In the missive, former CEO and Chairman Keith Nosbusch invoked the Internet of Things and its role in China’s industrial and manufacturing sector. In the process, Nosbusch hinted at the extent to which his company’s software may reach when he stated, “Manufacturers now need to connect smart devices, machines and processes across the whole plant floor, tightly bridge their manufacturing facilities to the rest of the enterprise, and link the entire supply chain.”

“This will require moving from simply automating labor to leveraging information; changing pockets of expertise to global collaboration; and mitigating risk by transitioning systems from open to open-and-secure. We call this vision – The Connected Enterprise,” Nosbusch added.

In coverage on the alleged investigation, USA Today clone Milwaukee Journal Sentinel (MJS) quoted a Rockwell spokesperson as stating it does not expect the investigation to “have a material impact on our business.”

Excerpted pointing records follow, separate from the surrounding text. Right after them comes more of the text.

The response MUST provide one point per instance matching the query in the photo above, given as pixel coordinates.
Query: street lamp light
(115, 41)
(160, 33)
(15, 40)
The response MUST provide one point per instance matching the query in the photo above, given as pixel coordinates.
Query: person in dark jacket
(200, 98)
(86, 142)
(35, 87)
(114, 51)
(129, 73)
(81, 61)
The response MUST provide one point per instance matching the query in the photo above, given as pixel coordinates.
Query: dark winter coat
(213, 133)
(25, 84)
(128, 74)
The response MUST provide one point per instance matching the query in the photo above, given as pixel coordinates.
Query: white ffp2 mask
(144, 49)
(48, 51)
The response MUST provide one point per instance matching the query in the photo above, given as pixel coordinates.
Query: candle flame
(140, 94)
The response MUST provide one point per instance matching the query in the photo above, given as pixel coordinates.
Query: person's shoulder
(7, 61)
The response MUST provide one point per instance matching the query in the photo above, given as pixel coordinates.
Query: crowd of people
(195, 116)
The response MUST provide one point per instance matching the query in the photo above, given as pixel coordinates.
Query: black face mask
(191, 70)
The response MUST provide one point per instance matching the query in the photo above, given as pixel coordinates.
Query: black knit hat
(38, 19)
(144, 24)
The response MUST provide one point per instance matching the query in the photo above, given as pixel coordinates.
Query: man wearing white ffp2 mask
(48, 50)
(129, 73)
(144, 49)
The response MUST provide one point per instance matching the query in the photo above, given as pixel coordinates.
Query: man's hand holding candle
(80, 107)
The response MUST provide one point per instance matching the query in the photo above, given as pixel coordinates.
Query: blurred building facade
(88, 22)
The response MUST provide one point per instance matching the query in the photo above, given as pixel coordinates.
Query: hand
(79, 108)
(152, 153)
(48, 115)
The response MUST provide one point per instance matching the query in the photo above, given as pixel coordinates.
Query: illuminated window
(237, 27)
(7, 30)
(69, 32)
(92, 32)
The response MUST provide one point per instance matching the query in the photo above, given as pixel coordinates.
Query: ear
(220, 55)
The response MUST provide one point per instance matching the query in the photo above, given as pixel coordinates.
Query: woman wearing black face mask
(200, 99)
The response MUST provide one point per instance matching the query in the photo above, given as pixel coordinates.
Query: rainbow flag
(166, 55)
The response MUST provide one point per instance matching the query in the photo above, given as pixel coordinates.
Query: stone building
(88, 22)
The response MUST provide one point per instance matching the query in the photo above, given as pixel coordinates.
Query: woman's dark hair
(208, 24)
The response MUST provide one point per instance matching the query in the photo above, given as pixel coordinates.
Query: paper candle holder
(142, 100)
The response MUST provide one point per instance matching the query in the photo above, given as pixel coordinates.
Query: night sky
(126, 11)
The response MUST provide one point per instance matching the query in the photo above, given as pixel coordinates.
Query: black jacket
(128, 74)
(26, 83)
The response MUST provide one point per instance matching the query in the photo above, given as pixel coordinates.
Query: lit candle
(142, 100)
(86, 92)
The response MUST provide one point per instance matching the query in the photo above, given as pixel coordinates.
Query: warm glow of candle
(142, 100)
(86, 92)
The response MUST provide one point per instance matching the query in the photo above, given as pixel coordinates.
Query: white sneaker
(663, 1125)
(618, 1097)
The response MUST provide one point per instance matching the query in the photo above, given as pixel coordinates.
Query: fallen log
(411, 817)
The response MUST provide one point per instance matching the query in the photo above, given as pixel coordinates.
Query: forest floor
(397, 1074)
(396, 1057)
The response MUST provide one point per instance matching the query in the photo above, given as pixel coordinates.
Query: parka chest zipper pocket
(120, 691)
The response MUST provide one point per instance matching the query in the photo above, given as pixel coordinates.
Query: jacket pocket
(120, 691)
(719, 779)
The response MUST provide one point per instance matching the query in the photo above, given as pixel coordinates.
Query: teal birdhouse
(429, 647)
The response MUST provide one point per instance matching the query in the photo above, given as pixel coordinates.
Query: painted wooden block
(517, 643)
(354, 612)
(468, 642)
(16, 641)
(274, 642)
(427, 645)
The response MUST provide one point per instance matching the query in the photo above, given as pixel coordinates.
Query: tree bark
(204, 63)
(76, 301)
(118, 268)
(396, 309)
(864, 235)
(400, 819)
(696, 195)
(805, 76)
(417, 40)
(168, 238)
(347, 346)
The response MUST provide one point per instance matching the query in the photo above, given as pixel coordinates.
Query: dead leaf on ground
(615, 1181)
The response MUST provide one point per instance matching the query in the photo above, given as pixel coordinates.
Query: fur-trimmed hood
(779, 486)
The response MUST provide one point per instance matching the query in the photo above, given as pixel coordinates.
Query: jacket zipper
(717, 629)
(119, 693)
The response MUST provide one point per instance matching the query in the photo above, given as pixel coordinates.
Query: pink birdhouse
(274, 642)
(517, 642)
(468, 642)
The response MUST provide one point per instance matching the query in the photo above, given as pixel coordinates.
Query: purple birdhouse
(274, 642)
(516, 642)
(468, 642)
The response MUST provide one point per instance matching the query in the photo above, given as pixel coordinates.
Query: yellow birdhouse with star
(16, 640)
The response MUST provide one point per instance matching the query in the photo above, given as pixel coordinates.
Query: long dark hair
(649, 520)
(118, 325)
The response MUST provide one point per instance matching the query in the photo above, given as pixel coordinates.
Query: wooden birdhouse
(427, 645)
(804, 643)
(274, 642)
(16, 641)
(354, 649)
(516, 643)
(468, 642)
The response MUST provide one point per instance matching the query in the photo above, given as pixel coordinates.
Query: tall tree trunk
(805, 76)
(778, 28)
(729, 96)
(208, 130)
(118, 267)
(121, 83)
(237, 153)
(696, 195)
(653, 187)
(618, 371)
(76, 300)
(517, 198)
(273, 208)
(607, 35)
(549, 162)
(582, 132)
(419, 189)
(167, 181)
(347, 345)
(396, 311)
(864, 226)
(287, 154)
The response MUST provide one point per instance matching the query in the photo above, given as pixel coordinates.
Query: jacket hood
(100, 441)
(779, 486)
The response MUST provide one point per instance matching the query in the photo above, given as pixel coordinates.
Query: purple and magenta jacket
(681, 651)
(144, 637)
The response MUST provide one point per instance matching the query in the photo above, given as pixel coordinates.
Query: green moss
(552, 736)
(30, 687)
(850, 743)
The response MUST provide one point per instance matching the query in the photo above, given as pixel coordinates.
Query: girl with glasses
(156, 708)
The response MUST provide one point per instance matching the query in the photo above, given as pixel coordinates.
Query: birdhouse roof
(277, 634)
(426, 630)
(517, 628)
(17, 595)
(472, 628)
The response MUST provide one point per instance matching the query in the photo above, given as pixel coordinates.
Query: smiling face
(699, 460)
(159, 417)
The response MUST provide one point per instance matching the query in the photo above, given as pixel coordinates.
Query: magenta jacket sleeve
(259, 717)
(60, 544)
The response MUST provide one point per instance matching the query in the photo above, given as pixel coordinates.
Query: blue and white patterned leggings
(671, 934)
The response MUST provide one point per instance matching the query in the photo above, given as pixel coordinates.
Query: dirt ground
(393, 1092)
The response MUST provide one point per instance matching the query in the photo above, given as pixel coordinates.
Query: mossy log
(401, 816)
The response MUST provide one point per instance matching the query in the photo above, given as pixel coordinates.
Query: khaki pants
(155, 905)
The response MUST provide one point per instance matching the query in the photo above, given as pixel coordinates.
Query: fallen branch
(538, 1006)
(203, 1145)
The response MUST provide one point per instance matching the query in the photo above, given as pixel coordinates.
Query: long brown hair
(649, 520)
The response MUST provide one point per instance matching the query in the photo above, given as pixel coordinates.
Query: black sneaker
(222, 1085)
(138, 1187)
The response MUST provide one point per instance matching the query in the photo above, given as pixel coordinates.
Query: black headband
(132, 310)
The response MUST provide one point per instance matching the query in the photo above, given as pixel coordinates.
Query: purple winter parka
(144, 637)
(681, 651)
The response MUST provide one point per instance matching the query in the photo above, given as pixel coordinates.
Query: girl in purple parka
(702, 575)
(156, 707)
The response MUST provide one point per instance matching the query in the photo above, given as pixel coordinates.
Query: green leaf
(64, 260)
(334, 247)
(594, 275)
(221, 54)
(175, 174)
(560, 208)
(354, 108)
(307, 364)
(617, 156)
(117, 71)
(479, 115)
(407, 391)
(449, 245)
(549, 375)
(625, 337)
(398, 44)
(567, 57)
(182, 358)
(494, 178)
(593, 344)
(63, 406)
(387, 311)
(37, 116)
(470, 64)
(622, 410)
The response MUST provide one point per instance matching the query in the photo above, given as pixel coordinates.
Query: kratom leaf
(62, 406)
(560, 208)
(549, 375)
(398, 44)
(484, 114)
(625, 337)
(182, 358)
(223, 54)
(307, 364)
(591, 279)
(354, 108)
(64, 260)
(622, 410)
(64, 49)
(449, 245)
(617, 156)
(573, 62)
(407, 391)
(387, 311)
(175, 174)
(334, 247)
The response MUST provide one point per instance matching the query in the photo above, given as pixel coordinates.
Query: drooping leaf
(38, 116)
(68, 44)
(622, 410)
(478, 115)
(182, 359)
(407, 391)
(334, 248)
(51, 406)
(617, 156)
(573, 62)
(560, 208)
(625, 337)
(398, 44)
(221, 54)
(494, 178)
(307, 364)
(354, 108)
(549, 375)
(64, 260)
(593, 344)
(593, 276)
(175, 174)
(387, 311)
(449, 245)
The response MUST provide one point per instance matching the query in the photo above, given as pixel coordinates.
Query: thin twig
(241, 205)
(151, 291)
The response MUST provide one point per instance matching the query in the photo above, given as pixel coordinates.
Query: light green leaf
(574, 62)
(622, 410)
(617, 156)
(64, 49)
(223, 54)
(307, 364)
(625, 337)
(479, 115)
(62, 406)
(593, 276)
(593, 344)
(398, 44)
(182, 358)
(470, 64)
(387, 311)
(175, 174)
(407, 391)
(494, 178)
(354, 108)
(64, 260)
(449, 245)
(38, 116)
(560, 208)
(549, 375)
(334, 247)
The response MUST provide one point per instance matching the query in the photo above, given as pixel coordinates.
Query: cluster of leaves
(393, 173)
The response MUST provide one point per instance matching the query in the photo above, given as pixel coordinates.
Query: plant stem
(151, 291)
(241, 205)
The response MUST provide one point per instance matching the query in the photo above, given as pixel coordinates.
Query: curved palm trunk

The representative added, “There has been no report or other indication that these practices and protocols have been breached or that any of our products have been intentionally compromised” while pointing to an “insider risk program” Rockwell employs.

MJS summarized the program as “to monitor the movement of sensitive information and identify unauthorized downloads and other violations of its processes, and also partners in a vulnerability disclosure program with the U.S. Department of Homeland Security and other agencies.”

Rockwell stock was primarily unaffected by the news, declining from $278 to $267 the day of the WSJ article before clawing back the majority of its losses, closing on Monday, May 15 at $274.14.

Despite the severity of the implications in the Journal’s exclusive, the story was very sparsely covered in network media. The only major reports were a 188-word rehash issued by the Reuters wire service and an opinion article published by Bloomberg.

Bloomberg columnist Brooke Sutherland penned a piece titled Rockwell Investigation Would Show US Paranoia on China that served as something of a truther informative waxing around the existence of Rockwell’s Dalian facility itself.

Sutherland opened with the thesis: “If a 29-year-old software development facility in China can come under US government scrutiny, the American manufacturing complex is more vulnerable to rising geopolitical tensions than previously thought.”

Citing the very modest decline in Rockwell stock price, which had previously traded inside of a 9.38 percent consolidation range over the 57 days prior to the story, Sutherland regretted, “It’s not helpful that the mere existence of this facility appears to have caught investors and analysts who follow the company closely by surprise.”

Bloomberg paraphrased Rockwell as clarifying, “The company doesn’t use Chinese facilities to develop software embedded in its devices that control the operations of a machine or processes, and it conducts all vulnerability testing in the US. Development for products that are designed for remote access isn’t done in China, and none of the products worked on are cloud-based.”